2023年6月の注目論文(Vol. 1)
柴山浩彦(国立病院機構 大阪医療センター 血液内科 科長)
2023.06.08
血液専門医である「Hematopaseo」のアドバイザリーボードメンバーが、血液領域の最新論文から注目すべきものをピックアップ。2023年6月分(Vol. 1)は、柴山浩彦氏が担当します。
J Clin Oncol. 2023 Mar 7:JCO2201824. doi: 10.1200/JCO.22.01824. Online ahead of print.

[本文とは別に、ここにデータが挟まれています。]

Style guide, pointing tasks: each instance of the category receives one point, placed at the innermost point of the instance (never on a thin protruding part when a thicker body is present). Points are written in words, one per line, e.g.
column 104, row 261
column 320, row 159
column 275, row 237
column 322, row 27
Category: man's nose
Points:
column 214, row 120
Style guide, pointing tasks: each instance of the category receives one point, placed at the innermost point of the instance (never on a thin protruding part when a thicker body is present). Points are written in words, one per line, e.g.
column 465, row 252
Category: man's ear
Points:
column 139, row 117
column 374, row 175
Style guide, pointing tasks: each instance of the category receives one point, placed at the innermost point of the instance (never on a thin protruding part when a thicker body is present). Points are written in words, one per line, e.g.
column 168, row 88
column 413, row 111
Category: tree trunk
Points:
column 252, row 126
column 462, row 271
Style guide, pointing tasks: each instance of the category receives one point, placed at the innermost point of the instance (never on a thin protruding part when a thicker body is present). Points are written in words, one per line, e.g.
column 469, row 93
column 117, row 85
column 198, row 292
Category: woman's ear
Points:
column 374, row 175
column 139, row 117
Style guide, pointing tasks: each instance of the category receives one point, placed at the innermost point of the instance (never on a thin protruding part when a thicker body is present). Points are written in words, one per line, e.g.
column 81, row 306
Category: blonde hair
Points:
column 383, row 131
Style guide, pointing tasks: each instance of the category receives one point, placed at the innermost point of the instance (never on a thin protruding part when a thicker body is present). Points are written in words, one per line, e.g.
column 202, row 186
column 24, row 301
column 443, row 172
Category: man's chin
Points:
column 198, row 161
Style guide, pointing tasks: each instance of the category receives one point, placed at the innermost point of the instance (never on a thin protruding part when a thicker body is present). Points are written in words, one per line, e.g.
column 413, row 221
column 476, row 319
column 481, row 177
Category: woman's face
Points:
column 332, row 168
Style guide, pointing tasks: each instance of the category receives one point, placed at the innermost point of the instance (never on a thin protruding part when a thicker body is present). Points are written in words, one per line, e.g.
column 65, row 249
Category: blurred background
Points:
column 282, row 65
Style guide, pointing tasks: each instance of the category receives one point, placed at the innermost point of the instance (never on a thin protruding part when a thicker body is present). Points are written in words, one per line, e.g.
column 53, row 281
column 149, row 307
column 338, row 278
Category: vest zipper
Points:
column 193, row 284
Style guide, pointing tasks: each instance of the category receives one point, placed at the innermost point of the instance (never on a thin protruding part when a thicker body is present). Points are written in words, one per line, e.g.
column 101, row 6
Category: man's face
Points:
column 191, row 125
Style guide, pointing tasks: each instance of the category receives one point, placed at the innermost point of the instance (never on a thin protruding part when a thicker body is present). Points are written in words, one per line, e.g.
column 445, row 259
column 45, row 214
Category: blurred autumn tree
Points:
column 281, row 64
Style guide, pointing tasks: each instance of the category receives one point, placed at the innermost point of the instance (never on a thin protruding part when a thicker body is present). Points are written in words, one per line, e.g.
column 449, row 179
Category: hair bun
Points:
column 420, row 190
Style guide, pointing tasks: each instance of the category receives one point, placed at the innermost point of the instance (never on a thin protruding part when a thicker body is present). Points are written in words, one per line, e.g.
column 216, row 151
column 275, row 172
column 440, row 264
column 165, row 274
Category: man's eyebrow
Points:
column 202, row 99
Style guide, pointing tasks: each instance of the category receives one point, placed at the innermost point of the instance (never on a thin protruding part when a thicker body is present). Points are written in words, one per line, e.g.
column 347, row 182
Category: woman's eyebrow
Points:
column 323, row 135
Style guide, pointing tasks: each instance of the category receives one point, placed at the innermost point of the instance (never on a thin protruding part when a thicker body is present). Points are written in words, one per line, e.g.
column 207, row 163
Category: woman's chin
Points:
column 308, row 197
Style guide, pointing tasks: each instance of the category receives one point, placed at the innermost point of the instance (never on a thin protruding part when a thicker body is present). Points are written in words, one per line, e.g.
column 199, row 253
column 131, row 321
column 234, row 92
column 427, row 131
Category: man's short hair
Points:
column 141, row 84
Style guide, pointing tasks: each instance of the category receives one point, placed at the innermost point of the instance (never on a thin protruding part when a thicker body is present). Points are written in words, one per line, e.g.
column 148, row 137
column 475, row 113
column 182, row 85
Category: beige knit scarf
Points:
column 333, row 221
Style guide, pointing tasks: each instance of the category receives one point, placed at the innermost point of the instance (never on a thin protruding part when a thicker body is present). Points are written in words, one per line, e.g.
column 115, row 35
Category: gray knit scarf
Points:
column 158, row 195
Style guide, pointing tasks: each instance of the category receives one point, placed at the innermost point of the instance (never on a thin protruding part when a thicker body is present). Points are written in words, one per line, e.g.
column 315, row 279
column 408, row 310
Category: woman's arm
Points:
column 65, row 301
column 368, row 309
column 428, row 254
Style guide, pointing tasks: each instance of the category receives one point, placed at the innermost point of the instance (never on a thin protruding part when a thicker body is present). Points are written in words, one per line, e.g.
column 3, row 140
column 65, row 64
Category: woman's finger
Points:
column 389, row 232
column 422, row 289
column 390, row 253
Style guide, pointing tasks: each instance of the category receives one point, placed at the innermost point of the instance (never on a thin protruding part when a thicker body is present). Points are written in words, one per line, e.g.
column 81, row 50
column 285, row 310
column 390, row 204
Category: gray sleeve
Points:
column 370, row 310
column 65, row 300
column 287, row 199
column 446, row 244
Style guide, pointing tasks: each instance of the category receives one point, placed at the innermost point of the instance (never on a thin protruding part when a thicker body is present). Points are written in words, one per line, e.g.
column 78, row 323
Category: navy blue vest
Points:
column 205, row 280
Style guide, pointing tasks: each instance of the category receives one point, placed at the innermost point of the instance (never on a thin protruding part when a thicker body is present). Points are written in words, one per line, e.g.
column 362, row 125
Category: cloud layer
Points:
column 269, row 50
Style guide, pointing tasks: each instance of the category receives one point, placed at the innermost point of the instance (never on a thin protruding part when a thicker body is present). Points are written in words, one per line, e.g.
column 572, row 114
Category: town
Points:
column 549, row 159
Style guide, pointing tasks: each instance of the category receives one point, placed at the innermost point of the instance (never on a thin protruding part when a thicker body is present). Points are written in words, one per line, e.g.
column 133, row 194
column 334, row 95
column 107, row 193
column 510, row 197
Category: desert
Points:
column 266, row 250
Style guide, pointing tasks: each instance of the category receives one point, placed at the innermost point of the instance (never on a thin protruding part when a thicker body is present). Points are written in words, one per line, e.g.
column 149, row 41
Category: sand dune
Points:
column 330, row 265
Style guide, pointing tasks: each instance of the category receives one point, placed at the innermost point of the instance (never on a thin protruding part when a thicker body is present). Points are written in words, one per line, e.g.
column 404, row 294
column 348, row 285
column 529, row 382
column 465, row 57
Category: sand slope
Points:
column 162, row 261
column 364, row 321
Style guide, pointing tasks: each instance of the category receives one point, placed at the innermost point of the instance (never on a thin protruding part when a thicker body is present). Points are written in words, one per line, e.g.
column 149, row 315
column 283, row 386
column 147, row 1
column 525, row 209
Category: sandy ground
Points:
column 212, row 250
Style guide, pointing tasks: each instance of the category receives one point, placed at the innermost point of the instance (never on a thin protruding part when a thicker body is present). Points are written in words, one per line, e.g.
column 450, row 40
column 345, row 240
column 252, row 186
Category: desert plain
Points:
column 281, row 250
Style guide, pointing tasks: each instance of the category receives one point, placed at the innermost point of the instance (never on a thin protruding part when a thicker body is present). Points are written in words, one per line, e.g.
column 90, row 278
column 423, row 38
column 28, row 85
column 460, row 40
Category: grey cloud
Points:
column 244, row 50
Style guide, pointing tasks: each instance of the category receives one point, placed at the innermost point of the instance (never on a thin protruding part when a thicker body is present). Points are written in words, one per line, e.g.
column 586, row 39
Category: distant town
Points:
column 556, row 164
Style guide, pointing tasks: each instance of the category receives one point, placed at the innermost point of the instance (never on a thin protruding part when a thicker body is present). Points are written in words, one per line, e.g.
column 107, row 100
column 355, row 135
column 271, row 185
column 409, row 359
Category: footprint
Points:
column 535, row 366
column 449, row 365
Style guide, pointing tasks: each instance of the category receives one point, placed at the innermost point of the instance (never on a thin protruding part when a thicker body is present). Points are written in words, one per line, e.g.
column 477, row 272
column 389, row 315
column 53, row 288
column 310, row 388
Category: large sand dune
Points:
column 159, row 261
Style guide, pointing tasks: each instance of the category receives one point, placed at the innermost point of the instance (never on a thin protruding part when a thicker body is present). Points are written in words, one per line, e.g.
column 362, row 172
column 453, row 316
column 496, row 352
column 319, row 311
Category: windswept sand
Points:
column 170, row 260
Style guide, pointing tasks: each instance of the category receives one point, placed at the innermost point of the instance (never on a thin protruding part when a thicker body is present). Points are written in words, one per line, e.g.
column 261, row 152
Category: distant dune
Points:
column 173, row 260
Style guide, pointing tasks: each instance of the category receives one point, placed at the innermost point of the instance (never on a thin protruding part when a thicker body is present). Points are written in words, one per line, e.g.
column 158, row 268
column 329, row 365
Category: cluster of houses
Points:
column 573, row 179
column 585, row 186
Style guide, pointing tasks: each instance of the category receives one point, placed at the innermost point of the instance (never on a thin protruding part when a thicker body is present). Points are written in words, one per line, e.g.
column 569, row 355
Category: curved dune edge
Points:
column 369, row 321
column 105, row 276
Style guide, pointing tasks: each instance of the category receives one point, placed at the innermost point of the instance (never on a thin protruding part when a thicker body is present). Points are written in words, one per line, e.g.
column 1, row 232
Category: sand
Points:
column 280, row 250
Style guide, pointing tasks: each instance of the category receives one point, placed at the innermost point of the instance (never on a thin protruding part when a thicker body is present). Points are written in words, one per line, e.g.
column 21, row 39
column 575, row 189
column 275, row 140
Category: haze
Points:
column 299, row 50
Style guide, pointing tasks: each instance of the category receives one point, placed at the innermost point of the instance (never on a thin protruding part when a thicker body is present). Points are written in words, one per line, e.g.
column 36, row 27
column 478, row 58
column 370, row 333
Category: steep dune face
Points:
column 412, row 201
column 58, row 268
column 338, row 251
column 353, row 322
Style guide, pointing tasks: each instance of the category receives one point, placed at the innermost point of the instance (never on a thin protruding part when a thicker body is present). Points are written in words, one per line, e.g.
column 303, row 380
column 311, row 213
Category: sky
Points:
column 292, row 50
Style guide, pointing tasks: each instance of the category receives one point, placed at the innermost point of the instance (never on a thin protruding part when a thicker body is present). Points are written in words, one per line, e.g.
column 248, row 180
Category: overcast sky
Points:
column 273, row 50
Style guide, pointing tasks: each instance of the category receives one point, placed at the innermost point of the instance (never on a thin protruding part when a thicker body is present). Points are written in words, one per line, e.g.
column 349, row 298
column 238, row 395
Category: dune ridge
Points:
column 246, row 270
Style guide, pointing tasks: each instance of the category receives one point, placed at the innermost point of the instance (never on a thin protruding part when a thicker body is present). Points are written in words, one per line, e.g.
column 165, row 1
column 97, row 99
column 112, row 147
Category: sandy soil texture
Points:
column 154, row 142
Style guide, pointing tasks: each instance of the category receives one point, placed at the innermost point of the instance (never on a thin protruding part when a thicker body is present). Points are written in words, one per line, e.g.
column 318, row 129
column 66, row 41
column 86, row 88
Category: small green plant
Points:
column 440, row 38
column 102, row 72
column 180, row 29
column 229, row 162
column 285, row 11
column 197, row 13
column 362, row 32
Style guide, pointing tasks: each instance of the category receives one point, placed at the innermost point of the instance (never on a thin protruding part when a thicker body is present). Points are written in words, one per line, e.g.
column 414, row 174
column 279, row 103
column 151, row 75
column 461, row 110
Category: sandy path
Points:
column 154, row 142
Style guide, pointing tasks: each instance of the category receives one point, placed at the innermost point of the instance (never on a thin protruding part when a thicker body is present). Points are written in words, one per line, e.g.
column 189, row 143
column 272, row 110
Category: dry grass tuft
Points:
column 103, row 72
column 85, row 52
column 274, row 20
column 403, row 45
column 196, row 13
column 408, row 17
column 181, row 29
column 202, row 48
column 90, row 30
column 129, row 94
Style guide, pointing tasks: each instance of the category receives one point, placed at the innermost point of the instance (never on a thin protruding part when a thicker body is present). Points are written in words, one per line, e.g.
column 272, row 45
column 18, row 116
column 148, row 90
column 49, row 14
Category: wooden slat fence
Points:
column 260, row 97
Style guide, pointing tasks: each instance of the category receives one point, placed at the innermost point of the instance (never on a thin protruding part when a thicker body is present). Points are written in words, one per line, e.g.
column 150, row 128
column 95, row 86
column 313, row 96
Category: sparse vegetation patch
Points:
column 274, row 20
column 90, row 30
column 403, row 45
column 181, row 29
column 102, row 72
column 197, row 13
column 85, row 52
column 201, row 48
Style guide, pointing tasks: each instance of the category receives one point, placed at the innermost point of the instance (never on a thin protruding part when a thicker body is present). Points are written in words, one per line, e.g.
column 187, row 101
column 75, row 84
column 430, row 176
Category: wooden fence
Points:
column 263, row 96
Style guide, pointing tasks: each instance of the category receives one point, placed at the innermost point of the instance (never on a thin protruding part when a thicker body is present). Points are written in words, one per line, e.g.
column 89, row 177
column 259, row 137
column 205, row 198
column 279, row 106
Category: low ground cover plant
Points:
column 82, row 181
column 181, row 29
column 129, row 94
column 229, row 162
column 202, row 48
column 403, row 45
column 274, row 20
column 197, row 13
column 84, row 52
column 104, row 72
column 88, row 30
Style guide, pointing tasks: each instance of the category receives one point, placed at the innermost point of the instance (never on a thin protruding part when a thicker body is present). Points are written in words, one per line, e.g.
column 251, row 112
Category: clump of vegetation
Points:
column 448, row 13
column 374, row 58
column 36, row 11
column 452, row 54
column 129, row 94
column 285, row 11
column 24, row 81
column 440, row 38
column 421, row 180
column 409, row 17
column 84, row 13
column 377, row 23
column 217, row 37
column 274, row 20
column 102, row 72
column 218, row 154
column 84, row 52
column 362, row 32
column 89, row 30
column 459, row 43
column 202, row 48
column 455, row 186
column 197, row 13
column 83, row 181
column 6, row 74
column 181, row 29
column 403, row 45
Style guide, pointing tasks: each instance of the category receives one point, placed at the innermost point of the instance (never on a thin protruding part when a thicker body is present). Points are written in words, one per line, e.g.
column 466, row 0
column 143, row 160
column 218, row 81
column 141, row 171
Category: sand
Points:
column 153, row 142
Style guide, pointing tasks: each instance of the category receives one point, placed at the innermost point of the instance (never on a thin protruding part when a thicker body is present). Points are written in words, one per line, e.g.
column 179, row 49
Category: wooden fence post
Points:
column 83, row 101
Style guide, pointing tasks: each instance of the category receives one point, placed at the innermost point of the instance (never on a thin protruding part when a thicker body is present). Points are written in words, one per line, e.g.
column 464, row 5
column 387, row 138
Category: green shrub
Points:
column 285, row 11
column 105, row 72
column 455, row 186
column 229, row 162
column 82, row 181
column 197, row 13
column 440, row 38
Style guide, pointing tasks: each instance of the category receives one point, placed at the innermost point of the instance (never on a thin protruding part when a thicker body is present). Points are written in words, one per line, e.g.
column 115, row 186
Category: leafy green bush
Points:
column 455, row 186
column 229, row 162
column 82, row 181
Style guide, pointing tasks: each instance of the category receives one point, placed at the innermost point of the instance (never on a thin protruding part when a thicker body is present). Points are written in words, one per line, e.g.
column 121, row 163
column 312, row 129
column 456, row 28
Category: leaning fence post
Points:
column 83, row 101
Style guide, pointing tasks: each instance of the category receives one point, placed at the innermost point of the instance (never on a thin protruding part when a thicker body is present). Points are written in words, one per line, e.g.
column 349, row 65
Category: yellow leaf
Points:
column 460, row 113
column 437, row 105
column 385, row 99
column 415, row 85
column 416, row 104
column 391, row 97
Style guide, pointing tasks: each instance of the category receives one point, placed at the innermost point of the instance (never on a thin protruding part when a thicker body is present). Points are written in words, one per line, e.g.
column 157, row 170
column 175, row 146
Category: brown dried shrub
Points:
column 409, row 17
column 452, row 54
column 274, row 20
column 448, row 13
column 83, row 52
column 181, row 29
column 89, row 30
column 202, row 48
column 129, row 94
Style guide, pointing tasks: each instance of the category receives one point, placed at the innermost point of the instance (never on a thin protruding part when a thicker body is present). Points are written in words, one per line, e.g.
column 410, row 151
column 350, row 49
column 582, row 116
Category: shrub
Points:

Xia J, Li H, Yan Z, Zhou D, Wang Y, Qi Y, Cao J, Li D, Cheng H, Sang W, Zhu F, Sun H, Chen W, Qi K, Yan D, Qiu T, Qiao J, Yao R, Liu Y, Wang X, Zhang Y, Peng S, Huang CH, Zheng J, Li Z, Chang AH, Xu K.
ここに注目!
G protein-coupled receptor, class C group 5 member D(GPRC5D)を標的とした二重特異性抗体薬Talquetamabの第Ⅰ相試験の結果については、前回のこのコーナーで紹介した。今回は、GPRC5Dに対するCAR-T細胞療法の第Ⅱ相試験の結果を紹介する。前治療のライン数(中央値)が4ラインの33例の患者(年齢 39-70歳)に、本治療が実施された。全奏効率は91%(うちVGPR以上は76%)と良好であった。特筆すべきは、BCMA-CAR-T細胞療法を受けたことのある9例の患者全員にPR以上の奏効が得られたこと、うち2例は2回以上のBCMA-CAR-T細胞療法を受け、最終のBCMA-CAR-Tに抵抗性を認めた患者であった。サイトカイン放出症候群(CRS)は76%でみられたが、すべてGrade 1か2であり、また、神経症状は3例(Grade 2が1例、Grade 3が2例)で認めた。GPRC5Dは、再発・難治性多発性骨髄腫(RRMM)の免疫療法の標的として非常に有望な抗原である。